Rendering of an redesigned visualization
Final visualization: A revised visualization that uses the 'virus-shaped' design from sketch 2, with additional refinements and additional data about the number of deaths. Illustrates COVID-19 cases and deaths reported per day as a 7-day moving average from 2020 until 6 January 2022 (the date of the original publication). The plots were produced using Matplotlib in Python, and postprocessing was completed using PowerPoint. Graphical data is based on Google COVID-19 Open Data (Google, 2022), and annotations are based on the CDC COVID-19 Timeline (CDC, 2022).

Final Write-Up

This visualization aims to communicate more points from the article discussion and present a balanced view of the potential impacts of Omicron. It highlights the unprecedented spread of the variant, but the addition of death data balances the extreme spike in case numbers. To easily discern between cases and deaths, icons compliment text labels. The visualization aims engage the non-expert audience by using virus-shaped graphs. The cyclical date encoding has been kept, allowing for easy comparison between different years and color is used to encode each year, instead of the potentially confusing spiral. The color encoding also helps to highlight data from 2022 (bright red), however this scheme could be confusing for colorblind readers. I also wanted this visualization to provide more context to the reader, so added labels with key events based on CDC records. This is a trade-off, since it adds more clutter to the visualization, but it helps the reader to understand how previous outbreaks behaved, which better frames the concerns about Omicron. The month dividers have been separated and arranged in a more clock-like fashion, with a longer divider at the top where the year changes.

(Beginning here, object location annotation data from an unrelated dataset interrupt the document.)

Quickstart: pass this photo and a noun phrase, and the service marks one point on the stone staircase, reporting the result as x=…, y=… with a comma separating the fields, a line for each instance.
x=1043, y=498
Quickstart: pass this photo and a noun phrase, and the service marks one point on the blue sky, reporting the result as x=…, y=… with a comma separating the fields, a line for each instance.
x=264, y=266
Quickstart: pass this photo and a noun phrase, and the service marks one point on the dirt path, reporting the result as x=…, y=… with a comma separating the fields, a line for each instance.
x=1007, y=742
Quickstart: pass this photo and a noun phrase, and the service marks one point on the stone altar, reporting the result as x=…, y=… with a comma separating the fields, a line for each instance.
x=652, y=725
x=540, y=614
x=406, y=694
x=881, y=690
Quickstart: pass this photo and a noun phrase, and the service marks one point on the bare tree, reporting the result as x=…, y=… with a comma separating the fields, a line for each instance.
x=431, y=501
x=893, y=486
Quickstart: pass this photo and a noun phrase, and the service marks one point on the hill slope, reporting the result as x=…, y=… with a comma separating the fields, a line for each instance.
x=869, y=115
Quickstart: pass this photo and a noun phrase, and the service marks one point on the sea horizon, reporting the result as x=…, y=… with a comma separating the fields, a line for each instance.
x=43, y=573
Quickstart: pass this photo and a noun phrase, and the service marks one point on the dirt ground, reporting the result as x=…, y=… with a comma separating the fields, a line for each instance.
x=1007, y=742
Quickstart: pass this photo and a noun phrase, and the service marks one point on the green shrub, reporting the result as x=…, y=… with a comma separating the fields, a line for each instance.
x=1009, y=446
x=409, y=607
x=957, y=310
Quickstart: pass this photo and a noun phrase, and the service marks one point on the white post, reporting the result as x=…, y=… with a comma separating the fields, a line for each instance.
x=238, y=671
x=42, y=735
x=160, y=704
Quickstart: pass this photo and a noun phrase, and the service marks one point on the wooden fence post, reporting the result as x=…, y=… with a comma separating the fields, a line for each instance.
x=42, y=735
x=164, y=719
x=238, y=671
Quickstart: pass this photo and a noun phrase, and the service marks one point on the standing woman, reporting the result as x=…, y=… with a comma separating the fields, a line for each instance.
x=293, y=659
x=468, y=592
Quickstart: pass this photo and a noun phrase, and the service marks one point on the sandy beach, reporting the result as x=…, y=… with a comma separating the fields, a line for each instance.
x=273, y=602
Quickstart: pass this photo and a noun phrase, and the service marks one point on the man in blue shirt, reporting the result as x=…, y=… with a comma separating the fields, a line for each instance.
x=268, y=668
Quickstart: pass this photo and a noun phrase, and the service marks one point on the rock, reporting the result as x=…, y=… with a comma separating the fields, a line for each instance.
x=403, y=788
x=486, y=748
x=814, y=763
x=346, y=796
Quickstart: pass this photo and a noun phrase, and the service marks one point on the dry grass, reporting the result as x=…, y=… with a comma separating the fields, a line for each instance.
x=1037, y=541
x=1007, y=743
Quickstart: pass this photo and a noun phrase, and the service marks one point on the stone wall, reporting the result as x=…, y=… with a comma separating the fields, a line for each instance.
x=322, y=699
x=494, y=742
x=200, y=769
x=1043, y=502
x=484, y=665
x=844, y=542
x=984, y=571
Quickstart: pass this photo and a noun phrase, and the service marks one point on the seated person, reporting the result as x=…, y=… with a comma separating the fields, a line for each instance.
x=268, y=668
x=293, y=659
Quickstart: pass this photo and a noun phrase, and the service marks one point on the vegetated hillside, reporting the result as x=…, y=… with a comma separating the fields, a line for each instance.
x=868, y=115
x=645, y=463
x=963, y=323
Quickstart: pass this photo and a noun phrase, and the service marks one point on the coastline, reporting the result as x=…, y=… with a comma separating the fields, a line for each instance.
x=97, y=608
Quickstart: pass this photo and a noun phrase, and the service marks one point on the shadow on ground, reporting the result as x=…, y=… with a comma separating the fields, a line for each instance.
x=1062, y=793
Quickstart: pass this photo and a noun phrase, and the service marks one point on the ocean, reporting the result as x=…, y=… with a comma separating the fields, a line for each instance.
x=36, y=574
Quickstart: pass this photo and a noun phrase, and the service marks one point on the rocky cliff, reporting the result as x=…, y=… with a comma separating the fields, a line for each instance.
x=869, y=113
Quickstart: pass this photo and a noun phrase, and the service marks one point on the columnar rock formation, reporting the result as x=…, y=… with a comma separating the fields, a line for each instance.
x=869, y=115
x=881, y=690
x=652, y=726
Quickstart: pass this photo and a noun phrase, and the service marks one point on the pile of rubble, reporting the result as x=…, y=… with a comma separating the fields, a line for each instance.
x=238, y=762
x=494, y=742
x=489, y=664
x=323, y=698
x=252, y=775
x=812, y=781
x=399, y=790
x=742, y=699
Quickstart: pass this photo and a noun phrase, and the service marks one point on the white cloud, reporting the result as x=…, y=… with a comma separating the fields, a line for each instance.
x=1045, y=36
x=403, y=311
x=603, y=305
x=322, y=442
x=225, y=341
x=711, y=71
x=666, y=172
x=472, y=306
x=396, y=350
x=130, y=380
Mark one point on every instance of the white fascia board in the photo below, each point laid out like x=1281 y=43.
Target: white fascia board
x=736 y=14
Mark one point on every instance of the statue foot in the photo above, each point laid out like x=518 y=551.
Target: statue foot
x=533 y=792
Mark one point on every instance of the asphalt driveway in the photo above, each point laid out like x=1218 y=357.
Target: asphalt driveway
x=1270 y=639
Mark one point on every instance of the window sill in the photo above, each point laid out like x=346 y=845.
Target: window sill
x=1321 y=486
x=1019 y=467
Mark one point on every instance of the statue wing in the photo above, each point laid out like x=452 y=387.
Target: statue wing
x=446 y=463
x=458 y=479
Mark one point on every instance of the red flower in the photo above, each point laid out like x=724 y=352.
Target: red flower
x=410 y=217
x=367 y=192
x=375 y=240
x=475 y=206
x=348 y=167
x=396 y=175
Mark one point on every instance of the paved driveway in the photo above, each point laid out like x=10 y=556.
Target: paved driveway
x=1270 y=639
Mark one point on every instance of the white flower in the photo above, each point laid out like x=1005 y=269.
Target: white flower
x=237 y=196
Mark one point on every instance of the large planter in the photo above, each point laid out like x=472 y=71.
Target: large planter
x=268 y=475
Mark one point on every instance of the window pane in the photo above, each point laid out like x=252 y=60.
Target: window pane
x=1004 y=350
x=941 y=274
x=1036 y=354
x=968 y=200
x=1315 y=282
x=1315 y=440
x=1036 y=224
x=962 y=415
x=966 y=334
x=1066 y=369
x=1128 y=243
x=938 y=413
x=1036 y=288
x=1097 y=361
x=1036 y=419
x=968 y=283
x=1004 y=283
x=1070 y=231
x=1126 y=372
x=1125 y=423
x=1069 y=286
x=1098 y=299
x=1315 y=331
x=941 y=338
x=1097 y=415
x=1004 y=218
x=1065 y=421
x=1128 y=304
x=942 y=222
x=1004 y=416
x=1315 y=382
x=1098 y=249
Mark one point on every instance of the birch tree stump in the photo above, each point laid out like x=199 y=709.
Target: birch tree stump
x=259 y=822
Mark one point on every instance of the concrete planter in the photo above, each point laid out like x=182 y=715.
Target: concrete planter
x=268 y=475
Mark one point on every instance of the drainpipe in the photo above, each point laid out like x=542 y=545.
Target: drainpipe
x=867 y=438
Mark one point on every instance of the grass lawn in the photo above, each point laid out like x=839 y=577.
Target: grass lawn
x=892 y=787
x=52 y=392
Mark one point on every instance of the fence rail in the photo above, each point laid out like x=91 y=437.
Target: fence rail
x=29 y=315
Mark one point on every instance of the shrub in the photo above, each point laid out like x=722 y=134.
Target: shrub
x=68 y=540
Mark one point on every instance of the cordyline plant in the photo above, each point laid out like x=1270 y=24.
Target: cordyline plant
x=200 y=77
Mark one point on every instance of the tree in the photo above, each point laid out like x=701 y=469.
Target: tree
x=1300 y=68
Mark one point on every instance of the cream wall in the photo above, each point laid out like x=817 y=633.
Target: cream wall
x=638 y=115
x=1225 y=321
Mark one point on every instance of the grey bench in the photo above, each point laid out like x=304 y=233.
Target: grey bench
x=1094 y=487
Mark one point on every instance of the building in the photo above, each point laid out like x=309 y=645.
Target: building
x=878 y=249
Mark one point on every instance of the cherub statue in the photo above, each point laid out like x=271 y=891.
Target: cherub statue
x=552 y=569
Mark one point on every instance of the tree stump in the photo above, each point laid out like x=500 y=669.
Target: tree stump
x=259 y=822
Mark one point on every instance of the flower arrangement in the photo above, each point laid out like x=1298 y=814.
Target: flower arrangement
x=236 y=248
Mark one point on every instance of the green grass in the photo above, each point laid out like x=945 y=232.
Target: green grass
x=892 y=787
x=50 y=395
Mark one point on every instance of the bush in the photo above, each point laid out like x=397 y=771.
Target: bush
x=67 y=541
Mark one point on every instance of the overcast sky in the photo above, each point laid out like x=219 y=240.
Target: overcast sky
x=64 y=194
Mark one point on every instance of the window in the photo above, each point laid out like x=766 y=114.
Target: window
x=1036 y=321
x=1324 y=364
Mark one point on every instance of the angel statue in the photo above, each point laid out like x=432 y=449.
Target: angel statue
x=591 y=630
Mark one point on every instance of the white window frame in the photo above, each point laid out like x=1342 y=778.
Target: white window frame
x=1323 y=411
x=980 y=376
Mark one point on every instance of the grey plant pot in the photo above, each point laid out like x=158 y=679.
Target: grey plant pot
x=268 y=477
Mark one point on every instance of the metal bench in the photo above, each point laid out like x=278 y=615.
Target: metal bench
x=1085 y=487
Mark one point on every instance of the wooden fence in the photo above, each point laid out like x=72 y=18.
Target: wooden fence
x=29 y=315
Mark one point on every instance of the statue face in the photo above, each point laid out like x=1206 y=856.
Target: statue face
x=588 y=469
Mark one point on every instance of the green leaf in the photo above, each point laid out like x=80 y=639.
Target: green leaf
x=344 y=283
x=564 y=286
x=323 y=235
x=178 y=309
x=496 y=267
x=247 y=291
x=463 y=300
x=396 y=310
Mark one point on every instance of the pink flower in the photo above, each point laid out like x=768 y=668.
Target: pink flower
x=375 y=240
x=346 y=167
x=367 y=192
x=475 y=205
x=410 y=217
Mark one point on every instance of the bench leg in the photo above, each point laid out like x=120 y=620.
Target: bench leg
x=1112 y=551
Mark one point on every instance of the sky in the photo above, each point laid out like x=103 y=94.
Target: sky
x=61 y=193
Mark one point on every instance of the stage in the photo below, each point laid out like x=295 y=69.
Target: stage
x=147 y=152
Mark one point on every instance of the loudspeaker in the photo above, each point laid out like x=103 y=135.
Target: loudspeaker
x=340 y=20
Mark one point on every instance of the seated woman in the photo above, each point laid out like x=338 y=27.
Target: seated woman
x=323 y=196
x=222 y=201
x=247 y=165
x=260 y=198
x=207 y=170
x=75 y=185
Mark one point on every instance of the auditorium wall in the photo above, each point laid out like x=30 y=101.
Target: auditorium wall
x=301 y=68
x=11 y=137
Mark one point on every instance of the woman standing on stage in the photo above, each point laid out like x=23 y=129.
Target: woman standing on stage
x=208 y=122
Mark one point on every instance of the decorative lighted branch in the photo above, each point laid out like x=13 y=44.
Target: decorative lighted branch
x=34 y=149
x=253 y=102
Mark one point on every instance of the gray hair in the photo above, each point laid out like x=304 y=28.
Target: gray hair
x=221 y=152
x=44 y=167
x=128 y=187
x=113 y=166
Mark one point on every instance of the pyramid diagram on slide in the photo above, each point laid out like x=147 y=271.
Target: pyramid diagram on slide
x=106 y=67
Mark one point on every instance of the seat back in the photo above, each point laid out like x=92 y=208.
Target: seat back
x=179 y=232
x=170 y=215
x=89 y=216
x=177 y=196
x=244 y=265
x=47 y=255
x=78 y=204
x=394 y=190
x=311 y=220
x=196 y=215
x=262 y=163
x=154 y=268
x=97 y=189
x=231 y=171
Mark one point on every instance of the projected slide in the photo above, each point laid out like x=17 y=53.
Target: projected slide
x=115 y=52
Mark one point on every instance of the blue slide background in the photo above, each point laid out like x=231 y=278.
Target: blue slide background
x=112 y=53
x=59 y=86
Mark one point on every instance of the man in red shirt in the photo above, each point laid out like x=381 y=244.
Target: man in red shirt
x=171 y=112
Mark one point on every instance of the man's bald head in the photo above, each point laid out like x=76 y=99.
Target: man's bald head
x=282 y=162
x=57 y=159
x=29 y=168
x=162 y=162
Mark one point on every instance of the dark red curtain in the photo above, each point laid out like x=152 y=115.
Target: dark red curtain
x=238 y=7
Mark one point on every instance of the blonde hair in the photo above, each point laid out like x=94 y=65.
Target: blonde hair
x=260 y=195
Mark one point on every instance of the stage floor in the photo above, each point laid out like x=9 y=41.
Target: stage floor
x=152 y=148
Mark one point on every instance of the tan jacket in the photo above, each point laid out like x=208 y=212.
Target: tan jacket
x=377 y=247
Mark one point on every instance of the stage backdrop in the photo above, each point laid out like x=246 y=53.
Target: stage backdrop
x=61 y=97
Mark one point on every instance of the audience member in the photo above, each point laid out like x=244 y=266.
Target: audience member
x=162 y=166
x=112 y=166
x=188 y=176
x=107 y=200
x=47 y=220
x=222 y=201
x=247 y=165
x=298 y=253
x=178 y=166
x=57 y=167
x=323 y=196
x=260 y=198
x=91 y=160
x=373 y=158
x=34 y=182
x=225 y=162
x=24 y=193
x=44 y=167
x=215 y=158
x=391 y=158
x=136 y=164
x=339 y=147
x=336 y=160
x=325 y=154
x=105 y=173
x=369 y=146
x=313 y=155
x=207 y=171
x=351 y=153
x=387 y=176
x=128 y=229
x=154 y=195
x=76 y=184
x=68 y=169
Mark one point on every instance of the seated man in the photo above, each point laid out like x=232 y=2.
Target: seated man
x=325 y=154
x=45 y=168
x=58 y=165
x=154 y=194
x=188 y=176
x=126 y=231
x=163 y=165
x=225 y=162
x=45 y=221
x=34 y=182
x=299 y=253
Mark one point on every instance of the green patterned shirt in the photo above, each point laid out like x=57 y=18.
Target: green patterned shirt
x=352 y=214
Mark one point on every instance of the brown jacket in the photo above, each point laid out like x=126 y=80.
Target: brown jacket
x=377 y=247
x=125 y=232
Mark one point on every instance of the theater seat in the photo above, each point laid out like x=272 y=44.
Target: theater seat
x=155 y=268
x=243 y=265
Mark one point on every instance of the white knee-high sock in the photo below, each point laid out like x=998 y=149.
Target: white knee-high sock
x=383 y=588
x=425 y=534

This design addressed many of my critiques, especially removing the confusing spiral encoding and providing more context. The legend more clearly explains how 'cases' and 'deaths' are defined. Mention of 7-day averaging is removed from the plot, but included in the caption (since it is unlikely to be of concern to the layperson). All months are labeled, and the additional event labels help provide context, at the cost of a more busy-looking graph (which likely requires more attentive processing than the original). The circular axes remain more difficult to interpret than a conventional linear axis, but this choice enabled the virus-shaped effect. Occlusion does make it more difficult to interpret the data, especially when case and death numbers are small, although these regions are not particularly important. The different scales, while annotated, are also not immediately clear to the reader, who might be inclined to think that deaths exceeded cases; in reality, the number of deaths is 100 times smaller than the number of cases, so deaths would not be visible if both graphs used the same scale.